13 April 2009

I don't like improv

There. I’ve said it. Feels good to get that off my chest after all these years. All these years of pretending to be a fan, of making excuses for why I can’t make someone’s improv show, of feigning interest in watching people exercise.

Look, I’ve done my share of improv. It’s important to any actor honing his craft to learn to be agile and quick-witted on stage. You never know when someone’s going to go off book. Hell, it might be you, losing your place and forgetting your lines. Though I haven’t trod boards for years, I’m still blasted awake by the actor’s nightmare once or twice a year: it’s my cue to go on and I have not idea what play we’re doing or what my lines are.

Improv can save you. Once, my fellow actors and I - *six* of us - all simultaneously forgot our place in a party scene. I have no idea how or why, but we knew our characters and were able to vamp our way back to solid ground. And it can do much more. It can teach you how to quickly establish character and setting to an audience. To the non-Method amongst us, that can be important.

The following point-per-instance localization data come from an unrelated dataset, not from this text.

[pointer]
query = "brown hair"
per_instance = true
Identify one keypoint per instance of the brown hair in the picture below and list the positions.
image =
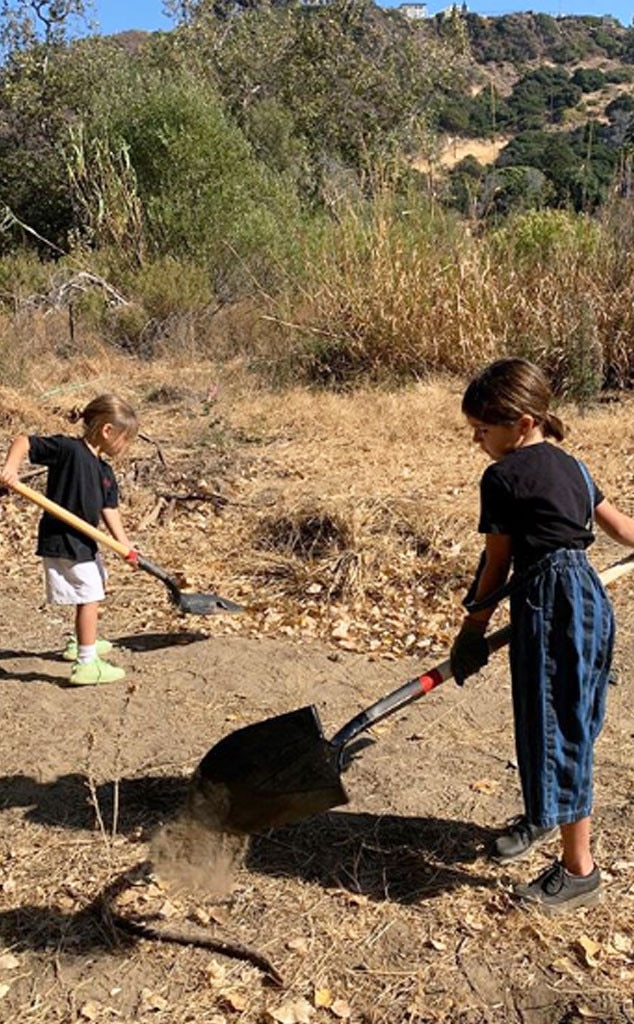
(509, 388)
(107, 409)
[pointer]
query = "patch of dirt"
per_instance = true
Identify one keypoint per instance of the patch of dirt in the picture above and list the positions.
(384, 909)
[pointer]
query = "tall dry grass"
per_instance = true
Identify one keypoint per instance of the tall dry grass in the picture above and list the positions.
(390, 290)
(403, 293)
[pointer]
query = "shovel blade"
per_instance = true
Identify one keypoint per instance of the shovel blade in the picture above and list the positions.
(206, 604)
(272, 773)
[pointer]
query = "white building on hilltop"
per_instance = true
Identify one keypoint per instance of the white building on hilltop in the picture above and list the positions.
(414, 10)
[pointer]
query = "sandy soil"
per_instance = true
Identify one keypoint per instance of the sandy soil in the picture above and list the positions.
(385, 909)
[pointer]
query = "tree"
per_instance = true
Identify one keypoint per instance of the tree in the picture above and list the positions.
(29, 23)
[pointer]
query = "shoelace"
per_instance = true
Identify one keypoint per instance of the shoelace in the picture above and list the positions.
(552, 880)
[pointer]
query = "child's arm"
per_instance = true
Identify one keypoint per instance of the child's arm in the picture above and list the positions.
(494, 573)
(114, 522)
(617, 524)
(15, 456)
(470, 651)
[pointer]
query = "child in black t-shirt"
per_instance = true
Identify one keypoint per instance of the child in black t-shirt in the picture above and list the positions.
(538, 505)
(84, 483)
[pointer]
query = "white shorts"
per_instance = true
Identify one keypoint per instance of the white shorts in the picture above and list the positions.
(74, 583)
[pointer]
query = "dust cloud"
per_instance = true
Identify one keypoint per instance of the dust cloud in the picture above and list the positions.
(195, 850)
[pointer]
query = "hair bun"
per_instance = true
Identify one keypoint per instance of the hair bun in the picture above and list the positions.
(76, 415)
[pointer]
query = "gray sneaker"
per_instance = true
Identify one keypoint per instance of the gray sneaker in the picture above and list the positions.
(518, 839)
(556, 890)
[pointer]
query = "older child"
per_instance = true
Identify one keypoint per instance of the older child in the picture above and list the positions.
(538, 505)
(83, 482)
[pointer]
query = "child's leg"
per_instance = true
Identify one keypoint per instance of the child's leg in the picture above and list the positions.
(576, 841)
(86, 617)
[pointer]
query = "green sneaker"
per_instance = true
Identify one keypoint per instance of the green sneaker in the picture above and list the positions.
(95, 672)
(555, 890)
(71, 650)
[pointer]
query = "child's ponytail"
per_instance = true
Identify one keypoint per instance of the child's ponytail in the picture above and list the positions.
(553, 427)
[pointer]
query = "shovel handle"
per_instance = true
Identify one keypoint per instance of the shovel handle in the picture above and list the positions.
(74, 520)
(429, 680)
(416, 688)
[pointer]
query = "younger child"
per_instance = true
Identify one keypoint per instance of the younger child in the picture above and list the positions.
(83, 482)
(538, 505)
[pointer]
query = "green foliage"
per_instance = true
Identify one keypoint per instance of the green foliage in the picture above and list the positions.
(355, 84)
(589, 79)
(519, 38)
(204, 195)
(541, 96)
(513, 188)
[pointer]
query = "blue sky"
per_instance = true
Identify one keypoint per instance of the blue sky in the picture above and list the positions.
(117, 15)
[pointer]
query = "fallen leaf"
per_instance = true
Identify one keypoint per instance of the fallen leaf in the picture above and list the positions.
(588, 1014)
(235, 999)
(216, 973)
(292, 1012)
(589, 949)
(218, 914)
(562, 966)
(485, 785)
(168, 910)
(90, 1011)
(152, 1000)
(341, 1009)
(323, 997)
(298, 945)
(622, 942)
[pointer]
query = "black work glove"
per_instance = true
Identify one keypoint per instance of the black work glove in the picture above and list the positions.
(469, 650)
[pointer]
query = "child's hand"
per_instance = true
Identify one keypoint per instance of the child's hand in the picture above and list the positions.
(8, 475)
(469, 651)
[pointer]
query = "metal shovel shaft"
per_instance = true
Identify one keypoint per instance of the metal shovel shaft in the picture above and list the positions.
(198, 604)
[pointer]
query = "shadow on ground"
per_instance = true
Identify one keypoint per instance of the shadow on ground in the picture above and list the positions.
(68, 802)
(405, 859)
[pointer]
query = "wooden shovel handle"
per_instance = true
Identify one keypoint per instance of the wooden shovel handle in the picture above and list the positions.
(74, 520)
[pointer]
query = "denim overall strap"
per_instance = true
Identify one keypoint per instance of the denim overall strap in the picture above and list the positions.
(590, 485)
(520, 580)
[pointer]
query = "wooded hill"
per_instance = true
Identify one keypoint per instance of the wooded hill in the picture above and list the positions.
(271, 153)
(559, 91)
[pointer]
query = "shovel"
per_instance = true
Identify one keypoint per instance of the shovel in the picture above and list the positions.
(195, 604)
(283, 769)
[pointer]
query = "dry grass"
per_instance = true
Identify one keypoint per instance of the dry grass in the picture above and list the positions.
(349, 519)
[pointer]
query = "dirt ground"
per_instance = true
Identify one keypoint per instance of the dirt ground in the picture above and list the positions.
(380, 911)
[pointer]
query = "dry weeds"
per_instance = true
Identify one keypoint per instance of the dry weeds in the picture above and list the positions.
(347, 519)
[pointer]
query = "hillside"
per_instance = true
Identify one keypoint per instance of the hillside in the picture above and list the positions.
(546, 116)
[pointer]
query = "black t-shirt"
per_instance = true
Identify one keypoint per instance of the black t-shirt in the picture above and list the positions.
(540, 497)
(82, 483)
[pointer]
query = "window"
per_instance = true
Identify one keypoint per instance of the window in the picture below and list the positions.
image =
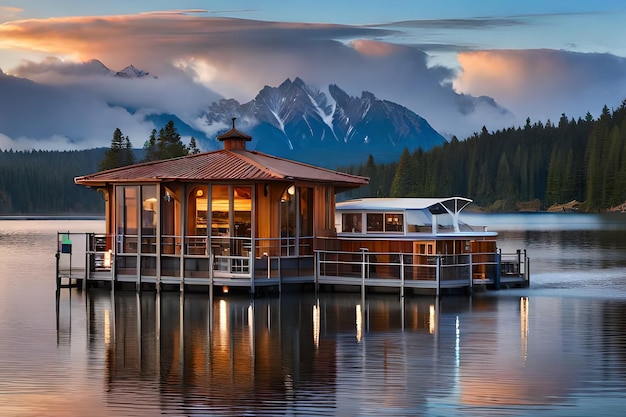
(384, 222)
(351, 222)
(393, 222)
(374, 222)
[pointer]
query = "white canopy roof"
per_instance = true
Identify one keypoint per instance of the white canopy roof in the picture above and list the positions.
(435, 206)
(452, 205)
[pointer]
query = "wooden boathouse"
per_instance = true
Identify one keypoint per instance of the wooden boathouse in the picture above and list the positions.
(241, 218)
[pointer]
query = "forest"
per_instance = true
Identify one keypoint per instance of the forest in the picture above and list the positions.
(530, 167)
(527, 168)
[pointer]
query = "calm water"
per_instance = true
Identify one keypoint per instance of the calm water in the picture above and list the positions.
(555, 349)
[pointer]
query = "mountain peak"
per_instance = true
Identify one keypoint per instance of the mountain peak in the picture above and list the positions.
(131, 72)
(298, 121)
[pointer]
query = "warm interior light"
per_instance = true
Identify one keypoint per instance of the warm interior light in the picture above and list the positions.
(359, 323)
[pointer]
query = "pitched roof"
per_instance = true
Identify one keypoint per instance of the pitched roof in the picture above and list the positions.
(223, 165)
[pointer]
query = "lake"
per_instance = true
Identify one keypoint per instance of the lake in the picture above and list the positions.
(557, 348)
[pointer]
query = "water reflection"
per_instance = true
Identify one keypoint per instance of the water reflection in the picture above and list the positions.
(342, 355)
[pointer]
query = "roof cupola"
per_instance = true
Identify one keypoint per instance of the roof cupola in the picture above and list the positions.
(234, 139)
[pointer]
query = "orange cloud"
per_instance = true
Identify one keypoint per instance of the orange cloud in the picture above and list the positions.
(509, 74)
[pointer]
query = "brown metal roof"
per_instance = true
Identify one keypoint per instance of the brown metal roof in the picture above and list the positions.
(226, 165)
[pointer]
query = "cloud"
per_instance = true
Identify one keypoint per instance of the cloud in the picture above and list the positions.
(199, 59)
(543, 84)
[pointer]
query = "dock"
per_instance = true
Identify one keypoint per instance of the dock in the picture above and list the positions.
(81, 263)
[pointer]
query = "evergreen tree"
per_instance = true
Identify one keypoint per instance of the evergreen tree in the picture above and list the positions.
(119, 154)
(152, 153)
(193, 147)
(169, 143)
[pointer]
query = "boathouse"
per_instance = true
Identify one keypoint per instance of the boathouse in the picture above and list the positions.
(241, 218)
(244, 211)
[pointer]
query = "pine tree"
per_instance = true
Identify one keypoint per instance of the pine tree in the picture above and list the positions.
(119, 154)
(193, 147)
(152, 153)
(169, 143)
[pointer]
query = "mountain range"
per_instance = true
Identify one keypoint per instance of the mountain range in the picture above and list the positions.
(300, 122)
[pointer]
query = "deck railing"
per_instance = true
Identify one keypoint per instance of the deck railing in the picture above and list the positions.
(190, 257)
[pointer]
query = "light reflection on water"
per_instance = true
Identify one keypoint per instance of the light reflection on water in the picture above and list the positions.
(556, 348)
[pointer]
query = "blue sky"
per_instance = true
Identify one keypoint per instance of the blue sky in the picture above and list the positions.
(460, 64)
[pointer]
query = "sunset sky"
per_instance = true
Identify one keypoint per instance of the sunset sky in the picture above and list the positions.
(460, 64)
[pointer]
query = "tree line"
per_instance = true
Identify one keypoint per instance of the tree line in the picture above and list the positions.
(547, 163)
(167, 144)
(42, 182)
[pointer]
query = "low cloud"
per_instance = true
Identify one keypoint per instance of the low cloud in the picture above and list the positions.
(543, 84)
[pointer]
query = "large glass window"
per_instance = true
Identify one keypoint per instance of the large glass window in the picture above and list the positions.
(306, 212)
(288, 212)
(197, 220)
(148, 218)
(127, 218)
(242, 220)
(170, 221)
(394, 222)
(351, 222)
(375, 222)
(220, 220)
(385, 222)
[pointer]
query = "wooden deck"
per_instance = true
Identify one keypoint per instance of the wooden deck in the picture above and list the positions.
(328, 269)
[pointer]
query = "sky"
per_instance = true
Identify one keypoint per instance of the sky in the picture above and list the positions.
(460, 64)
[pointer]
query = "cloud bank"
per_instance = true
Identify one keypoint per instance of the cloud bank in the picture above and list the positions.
(69, 99)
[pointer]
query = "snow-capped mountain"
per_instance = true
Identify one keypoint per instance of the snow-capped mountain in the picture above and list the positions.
(132, 72)
(297, 121)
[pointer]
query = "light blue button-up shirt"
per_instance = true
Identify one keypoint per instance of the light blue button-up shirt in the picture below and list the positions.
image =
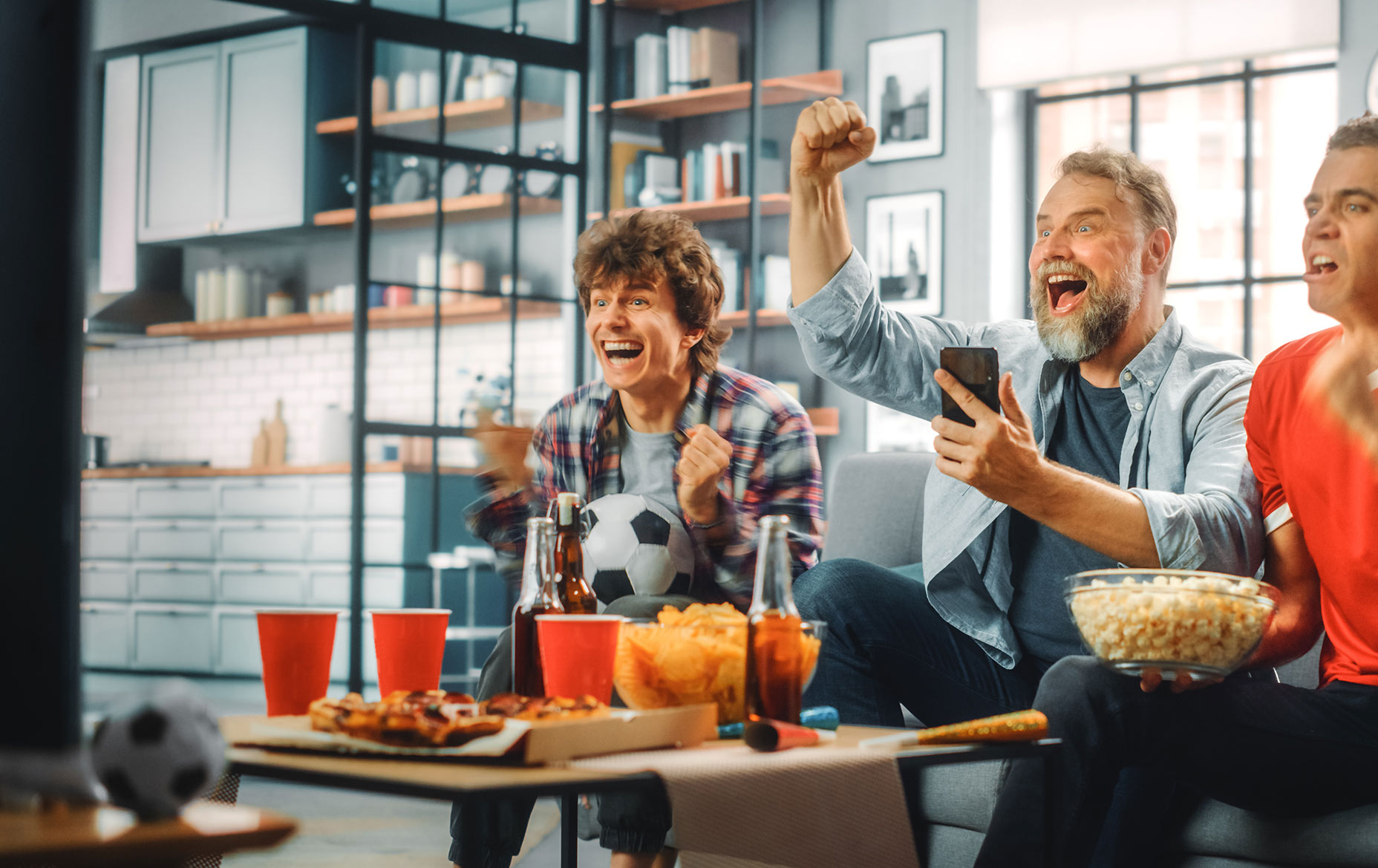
(1183, 455)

So if improv is useful to learn, important to practice, and can save your ass on stage, why don’t I like it?

Well, doing squats is essential to a point guard but I’m not going to pay money to watch Steve Nash do a lower body workout for two hours. Improv’s the same to me: a series of exercises that improve one’s ability to perform. They’re part of the road, not the destination.

So, no. Unless I’m thinking about casting you in something, we’re very close, or I owe you, I’m not going to your improv show.